Scaling IT at Penn Virginia Corporation

Gary Bailey built the IT infrastructure for Penn Virginia Corporation as it grew from 2005 to 2010. He then had to turn around and downscale carefully when the company contracted.

When Gary Bailey joined Penn Virginia Corporation in 2005, the company was composed of a dense web of interconnected businesses. It was engaged in oil and gas exploration and production in several geographic locations, and it also owned a controlling interest in Penn Virginia Resource Partners, a publically traded partnership occupied with natural resource land management and the gathering and processing of natural gas.

Gary Bailey, Penn Virginia Corporation
Gary Bailey, Penn Virginia Corporation

Bailey, a veteran of the IT world since the days of Hollerith’s punch cards and mainframes, had been in the energy industry since 1982. He was tasked with expanding Penn Virginia’s technological framework to better fit its multifaceted corporate structure. As he worked toward his current position as vice president of IT, he built his team from two to fifteen, upgraded various technologies, and, in concert with the accounting and management teams, switched the company over to SAP’s intricate ERP software in 2007.

By 2012, though, Penn Virginia had divested its interest in Penn Virginia Resource Partners to become a pure-play exploration and production company focused on unconventional shale plays. Its headcount fell significantly as a result. And Bailey’s job completely reversed course, from building up the company’s increasingly complex technological framework to downscaling it.

Bailey got his start in computer accounting and auditing and understands well the importance of maintaining the right amount of IT infrastructure for the right amount of money. He knew by 2012 that though SAP’s software had been appropriate for the kind of multifaceted company Penn Virginia had been, it was too complicated and costly for the focused company it had become. The software, built primarily for retail and manufacturing companies, was grand in scale and server intensive, and it included modules that Penn Virginia didn’t even need. “It wasn’t because of functionality or because SAP had a bad product; in fact, it is a very good product,” Bailey says. “It was just because it was unnecessarily complex and expensive for our needs. It’s like having a mansion, and you only use the bedroom, the kitchen, and the TV room, but you still have to pay the utility to cool it and heat it and maintain it.”

To remedy this, Bailey worked again with Penn Virginia’s accounting and management teams to transition the company to Enertia’s ERP software. Enertia runs in a more basic Microsoft SQL Server environment, has a smaller technical footprint, and requires far less third-party support. According to Bailey, Enertia has approximately 150 oil-and-gas customers whereas SAP has significantly fewer—and most using SAP are large companies that need to track a vast amount of data.

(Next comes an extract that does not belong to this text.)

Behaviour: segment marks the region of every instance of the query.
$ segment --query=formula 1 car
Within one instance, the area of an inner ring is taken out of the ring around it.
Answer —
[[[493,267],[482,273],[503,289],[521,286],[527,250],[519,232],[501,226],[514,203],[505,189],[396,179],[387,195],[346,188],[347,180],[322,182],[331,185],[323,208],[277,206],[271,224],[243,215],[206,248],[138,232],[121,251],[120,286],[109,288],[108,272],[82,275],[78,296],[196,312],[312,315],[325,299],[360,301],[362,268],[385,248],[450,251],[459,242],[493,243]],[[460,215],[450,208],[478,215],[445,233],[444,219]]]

The most difficult part of the conversion was condensing the data in the SAP system to fit it into the new Enertia system. “It’s like putting ten pounds of sand in a five-pound bag,” Bailey says. “You’d take column A, compare it to column B, and do some calculations and interpretations to derive the data that Enertia was wanting. You multiply that over a hundred or a thousand times, then all of a sudden you can see how difficult the data conversion was.” Bailey and his team spent more than half a year compressing the data, but when they were done, Penn Virginia had a leaner ERP system that better matched its business needs. Bailey estimates the new system, over the course of its first five years, will save the company approximately $3 million.

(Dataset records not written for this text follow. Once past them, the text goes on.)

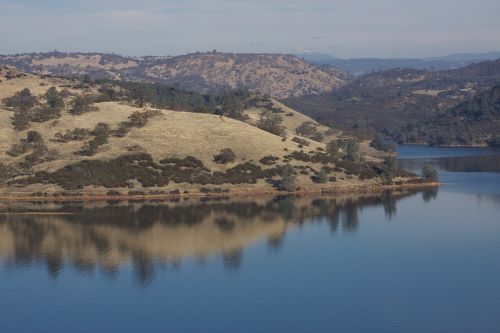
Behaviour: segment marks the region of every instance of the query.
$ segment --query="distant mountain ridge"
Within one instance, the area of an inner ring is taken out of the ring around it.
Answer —
[[[500,84],[394,134],[399,142],[500,147]]]
[[[352,75],[367,74],[394,68],[446,70],[462,68],[472,63],[495,60],[500,52],[457,53],[429,58],[351,58],[341,59],[324,53],[300,53],[298,57],[317,65],[332,65]]]
[[[284,102],[317,121],[362,136],[382,132],[405,143],[485,145],[500,129],[485,125],[490,118],[472,119],[466,109],[475,105],[478,110],[474,112],[492,113],[482,108],[497,103],[488,97],[488,91],[499,83],[500,59],[442,71],[379,71],[361,75],[331,93]],[[479,102],[468,103],[477,96]],[[486,97],[491,101],[481,104]],[[465,104],[458,112],[454,108],[461,103]],[[452,131],[446,129],[443,119],[450,120]],[[499,121],[496,116],[491,119]],[[437,120],[440,125],[433,126]],[[460,121],[468,125],[458,126]]]
[[[248,88],[273,98],[329,92],[348,78],[334,67],[322,68],[284,54],[206,52],[131,58],[55,51],[0,56],[0,64],[30,73],[175,84],[203,93]]]

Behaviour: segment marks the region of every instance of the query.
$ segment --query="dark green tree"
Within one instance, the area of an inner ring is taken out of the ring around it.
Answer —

To round out the capabilities of the Enertia system, Bailey, in collaboration with key departmental managers, has also implemented a few special-purpose software products: EMK3, 3esi, and RIMBase3. The first handles Penn Virginia’s marketing concerns (product pricing, purchaser information, transportation costs to deliver the products, etc.), the second tackles planning and forecasting matters such as cost estimates for new drilling projects, and the third helps track the management and operation of the company’s wells.

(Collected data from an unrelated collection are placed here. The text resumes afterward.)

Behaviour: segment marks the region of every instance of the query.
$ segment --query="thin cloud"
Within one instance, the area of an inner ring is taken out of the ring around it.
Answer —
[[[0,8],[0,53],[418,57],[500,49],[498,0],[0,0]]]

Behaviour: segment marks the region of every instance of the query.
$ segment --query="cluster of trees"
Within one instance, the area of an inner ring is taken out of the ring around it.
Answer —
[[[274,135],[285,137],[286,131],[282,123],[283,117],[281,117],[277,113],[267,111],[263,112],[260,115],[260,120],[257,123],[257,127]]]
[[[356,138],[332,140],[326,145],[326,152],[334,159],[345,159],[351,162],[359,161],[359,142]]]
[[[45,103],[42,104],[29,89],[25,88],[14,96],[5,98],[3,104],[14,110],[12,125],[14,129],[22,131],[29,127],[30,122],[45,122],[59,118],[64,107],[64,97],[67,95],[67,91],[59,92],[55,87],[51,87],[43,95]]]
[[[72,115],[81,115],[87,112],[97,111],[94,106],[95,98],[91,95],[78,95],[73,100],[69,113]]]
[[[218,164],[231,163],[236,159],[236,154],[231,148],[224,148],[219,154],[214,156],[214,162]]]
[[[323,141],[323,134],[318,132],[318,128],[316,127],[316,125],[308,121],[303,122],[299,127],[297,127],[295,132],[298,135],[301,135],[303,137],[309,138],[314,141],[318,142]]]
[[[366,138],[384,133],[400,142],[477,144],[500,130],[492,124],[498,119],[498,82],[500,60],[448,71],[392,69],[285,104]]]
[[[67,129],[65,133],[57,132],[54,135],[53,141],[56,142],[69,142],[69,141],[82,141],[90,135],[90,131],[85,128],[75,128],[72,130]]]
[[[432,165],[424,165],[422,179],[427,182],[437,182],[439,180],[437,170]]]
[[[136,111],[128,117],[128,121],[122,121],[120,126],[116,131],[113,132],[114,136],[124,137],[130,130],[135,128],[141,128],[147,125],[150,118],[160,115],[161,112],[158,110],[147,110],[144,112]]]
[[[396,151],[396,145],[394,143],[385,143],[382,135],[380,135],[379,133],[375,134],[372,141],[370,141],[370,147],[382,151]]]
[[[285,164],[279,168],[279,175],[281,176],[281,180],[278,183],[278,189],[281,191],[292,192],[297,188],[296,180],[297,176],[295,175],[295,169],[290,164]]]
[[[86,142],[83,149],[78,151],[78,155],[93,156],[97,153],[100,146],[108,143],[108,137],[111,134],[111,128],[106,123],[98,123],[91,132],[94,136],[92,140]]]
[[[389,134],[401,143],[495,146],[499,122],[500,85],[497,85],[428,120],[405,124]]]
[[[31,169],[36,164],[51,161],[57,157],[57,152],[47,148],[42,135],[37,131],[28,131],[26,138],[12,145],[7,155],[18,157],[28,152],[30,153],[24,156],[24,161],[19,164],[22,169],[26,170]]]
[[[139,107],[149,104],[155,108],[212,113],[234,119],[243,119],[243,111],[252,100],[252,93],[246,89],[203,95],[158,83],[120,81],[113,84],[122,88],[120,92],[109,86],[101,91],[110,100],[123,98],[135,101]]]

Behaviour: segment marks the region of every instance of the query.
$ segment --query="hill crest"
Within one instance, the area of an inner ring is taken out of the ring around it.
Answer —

As a final move to scale back, Bailey has switched Penn Virginia’s telecommunications infrastructure from a multiprotocol label-switching (MPLS) network to a simplified virtual private network (VPN). The MPLS network was a dedicated system that worked well when the company had offices in several states, but now Penn Virginia can maintain privacy among fewer locations using the VPN’s firewalls.

Bailey hasn’t had to further stabilize his company’s IT infrastructure through colocation because he already did so in 2010. Penn Virginia’s data center now resides in a CyrusOne facility that is protected from heat, extreme weather, power failures, and physical security breaches, saving the company serious money on data center management costs.

Between 2016 and 2018, Bailey aims to continue strengthening Penn Virginia’s security against cyberattacks while adding new business-intelligence, enhanced-management-reporting, and mobile capabilities. And, no matter the update, he’ll work to make sure it comes at the right price.